O La Tagliatella, assente nos princípios da cozinha tradicional das regiões de Piemonte, Ligúria e Emília-Romanha deu um salto de fronteira e desde Julho último abriu o primeiro restaurante em Portugal. E fá-lo com “pompa e circunstância”, numa artéria nobre e cosmopolita no Parque das Nações, a Alameda dos Oceanos. Vista desimpedida para toda a arquitetura que define a nova Lisboa, para o estuário do Tejo, mais distante. Dentro de portas um espaço amplo, capaz de acomodar 164 comensais na sala e 68 na esplanada. João Almeida, responsável por este La Tagliatella na capital portuguesa é um homem orgulhoso com a obra feita. “Este é o espaço La Tagliatella mais bonito da Península Ibérica. Houve um particular cuidado em tornar o restaurante distinto, luminoso, tem alguns recantos muito agradáveis”. Um facto comprovável. O layout da sala, contemporâneo, mas sem menosprezo pelas madeiras acolhedoras, apresenta decoração telúrica, cortiças, tons serenos temperados com alguns apontamentos mais atrevidos na cor. Um convite a preencher uma das máximas deste espaço, “o convívio”. No La Tagliatella não se pretende uma visita “toca e foge”, antes um périplo por uma carta com bastante amplitude, das entradas (antipasti), às saladas (insalate), aos gratinados e risotos (Gratinati e risotto); às carnes (selezione di carne), às massas (pasta ripiena), às pizas e sobremesas. Ao amador destes meandros da cozinha italiana uma dica: peça conselho à equipa, há dezenas de sugestões e uma boa primeira abordagem à carta pode começar pelas sugestões de quem a conhece de fio-a-pavio.
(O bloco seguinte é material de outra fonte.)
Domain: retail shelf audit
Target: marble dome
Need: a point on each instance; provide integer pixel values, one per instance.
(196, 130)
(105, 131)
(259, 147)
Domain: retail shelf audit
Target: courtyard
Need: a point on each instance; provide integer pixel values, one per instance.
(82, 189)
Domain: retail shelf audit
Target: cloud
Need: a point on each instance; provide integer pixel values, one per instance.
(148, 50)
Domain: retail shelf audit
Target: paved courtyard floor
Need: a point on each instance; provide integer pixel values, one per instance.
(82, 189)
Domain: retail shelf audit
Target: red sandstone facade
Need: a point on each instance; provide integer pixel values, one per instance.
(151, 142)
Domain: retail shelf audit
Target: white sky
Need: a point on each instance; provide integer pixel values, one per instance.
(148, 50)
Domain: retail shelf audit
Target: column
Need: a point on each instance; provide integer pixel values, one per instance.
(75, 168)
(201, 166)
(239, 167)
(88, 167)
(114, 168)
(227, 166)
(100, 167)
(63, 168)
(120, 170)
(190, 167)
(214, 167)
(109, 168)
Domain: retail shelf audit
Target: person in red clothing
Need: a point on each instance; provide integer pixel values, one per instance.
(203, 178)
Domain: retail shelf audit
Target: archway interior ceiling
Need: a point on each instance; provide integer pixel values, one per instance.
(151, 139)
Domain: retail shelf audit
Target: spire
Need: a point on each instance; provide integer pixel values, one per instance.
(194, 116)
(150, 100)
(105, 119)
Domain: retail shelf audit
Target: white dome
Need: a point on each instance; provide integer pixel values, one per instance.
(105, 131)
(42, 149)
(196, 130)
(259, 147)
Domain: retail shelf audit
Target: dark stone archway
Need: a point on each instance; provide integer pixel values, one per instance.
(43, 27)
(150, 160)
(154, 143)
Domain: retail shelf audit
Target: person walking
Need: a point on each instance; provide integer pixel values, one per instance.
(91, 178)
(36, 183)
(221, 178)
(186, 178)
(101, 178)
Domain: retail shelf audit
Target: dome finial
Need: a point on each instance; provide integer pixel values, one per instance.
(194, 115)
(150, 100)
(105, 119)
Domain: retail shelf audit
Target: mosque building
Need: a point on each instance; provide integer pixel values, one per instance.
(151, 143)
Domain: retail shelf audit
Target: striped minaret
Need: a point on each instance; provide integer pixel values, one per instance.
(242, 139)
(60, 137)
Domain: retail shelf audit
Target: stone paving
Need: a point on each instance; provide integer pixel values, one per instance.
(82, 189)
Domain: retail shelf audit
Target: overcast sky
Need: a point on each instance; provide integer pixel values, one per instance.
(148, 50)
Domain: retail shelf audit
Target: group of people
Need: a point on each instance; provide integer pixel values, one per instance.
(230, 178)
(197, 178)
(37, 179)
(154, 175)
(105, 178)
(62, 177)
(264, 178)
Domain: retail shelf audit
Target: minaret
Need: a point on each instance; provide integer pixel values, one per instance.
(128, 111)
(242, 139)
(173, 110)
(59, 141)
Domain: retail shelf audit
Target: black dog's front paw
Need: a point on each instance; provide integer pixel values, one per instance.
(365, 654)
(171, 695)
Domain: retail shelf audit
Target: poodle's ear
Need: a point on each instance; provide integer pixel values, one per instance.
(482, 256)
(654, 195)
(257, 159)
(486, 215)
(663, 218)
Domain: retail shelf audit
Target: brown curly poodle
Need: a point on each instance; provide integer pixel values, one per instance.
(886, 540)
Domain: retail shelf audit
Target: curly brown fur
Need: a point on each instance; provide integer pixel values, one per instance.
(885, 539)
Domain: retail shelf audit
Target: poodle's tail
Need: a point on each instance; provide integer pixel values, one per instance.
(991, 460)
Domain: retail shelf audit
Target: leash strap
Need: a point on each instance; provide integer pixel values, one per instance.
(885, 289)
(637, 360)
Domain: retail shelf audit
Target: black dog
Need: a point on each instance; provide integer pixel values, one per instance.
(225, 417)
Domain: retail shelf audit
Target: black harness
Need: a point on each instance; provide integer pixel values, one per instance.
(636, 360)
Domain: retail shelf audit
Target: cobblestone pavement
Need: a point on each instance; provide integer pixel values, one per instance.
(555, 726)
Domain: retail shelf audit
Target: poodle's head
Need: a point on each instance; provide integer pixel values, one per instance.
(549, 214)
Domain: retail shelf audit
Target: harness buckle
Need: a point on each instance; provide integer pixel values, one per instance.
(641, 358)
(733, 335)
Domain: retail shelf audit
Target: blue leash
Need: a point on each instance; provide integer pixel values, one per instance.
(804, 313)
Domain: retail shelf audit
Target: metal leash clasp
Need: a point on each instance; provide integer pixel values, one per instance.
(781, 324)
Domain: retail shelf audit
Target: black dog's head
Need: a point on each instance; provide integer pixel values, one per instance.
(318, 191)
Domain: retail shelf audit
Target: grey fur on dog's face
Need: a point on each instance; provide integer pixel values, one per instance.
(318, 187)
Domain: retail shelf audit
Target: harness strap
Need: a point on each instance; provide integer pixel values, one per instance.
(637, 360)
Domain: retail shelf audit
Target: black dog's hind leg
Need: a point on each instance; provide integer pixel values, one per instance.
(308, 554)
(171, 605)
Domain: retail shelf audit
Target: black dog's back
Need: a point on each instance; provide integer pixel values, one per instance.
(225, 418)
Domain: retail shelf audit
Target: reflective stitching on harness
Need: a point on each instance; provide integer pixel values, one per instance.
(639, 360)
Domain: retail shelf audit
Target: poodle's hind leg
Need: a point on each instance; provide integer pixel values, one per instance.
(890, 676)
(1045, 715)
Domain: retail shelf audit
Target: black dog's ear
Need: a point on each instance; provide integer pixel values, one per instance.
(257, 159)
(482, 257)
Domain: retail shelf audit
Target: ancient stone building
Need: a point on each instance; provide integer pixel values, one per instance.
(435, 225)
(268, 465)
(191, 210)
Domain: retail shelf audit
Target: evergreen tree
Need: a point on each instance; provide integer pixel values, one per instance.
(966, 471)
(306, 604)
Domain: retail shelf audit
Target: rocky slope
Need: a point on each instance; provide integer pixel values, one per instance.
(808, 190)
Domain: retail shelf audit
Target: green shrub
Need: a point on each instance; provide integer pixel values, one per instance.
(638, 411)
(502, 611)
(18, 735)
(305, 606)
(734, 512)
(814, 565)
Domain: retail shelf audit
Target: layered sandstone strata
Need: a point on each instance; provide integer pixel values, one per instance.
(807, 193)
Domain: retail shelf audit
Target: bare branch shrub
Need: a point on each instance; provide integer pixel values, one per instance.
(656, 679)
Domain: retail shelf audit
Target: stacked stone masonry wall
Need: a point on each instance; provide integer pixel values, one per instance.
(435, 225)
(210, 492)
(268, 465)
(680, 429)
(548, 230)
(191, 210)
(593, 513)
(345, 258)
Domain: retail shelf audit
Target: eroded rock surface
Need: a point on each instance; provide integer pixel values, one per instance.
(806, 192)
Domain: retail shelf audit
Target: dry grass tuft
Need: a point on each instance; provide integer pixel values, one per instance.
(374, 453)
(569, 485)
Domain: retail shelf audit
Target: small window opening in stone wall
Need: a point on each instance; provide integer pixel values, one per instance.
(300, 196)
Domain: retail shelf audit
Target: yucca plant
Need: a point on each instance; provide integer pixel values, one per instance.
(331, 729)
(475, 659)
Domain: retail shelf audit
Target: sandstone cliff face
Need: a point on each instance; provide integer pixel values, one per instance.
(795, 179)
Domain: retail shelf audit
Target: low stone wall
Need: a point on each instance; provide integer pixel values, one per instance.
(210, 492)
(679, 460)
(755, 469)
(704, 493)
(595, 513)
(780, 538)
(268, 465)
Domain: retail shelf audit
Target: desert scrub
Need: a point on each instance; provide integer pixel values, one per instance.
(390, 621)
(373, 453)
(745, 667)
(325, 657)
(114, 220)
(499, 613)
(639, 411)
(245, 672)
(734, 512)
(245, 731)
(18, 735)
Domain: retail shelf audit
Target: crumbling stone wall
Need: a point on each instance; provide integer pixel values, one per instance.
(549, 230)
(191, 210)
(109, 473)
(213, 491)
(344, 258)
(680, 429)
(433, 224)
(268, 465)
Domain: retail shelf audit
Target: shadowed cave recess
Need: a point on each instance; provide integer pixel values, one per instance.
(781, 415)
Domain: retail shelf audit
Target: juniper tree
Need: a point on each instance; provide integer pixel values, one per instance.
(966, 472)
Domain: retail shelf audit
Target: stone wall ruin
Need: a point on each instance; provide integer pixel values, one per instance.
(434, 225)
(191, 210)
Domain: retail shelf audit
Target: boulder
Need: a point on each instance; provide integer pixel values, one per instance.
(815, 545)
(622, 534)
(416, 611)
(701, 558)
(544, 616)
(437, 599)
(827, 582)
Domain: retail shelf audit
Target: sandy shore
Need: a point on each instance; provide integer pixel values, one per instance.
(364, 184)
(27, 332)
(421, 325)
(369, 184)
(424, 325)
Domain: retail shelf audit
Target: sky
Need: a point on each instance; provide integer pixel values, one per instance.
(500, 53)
No momento presente é João Almeida quem faz de anfitrião deste La Tagliatella. Sugere-nos alguns incontornáveis da ementa. A abrir, um trio de Pane de La Tagliatella, ou seja pão tradicional na versão com tomate, azeitona ou cebola. Para alargar a experiencia gustativa, mergulhar pedacinhos deste pão em azeite aromatizado. Avançando, segue-se um Carpaccio di bacallà, “um dos sucessos da carta”, como refere João Almeida. Trata-se de um carpaccio com finas lascas de bacalhau fumado, com tomate confitado e azeite de azeitonas pretas e pistácios. Excelente sobre umas lascas de massa crocante de piza. Doses pródigas porque outras das máximas da casa é “servir com generosidade, fomentando a partilha”. Uma prodigalidade que se estende ao prato de massa sugerido. Um Tortellone caprese, com recheio de queijo mozzarella, tomate e manjericão. A guarnecer um molho Tartufo e funghi, com creme de leite, cogumelos e trufa. Refeição opípara onde ainda há a oportunidade de provar as sempre omnipresentes pizas. Neste caso uma Tartufo e guanciale, com queijo mozarela, creme de trufas pretas, guanciale, ovo, queijo provolone, cogumelos brancos. Vale a pena esticar a faca até bem ao centro da piza para lhe retirar um pouco da gema do ovo. Fica excelente sobre os restantes ingredientes. No que respeita à massa, como sublinha João Almeida, “sinta, quando coloca a mão sob a piza percebe esta textura granulada. A massa é fina e o bordo está crocante, levemente tufado e estaladiço”. É verdade.
Estas não são pizas envergonhadas, nascem frente ao cliente, num forno a um dos cantos da sala, mimadas por uma equipa de pizzaiolos que recebeu formação durante dois meses em Madrid. Já o produto chega diretamente de Itália. Um dos princípios do grupo é a procura dos ingredientes na origem. Isto significa que no La Tagliatella vai encontrar, por exemplo, Queijo Parmigiano Reggiano DOP, com cura de 24 meses, massa de piza elaborada com dois tipos de farinha transalpina, Presunto de Parma, queijo Gorgonzola DOP de Piemonte e Lombardia ou o salame da Calábria.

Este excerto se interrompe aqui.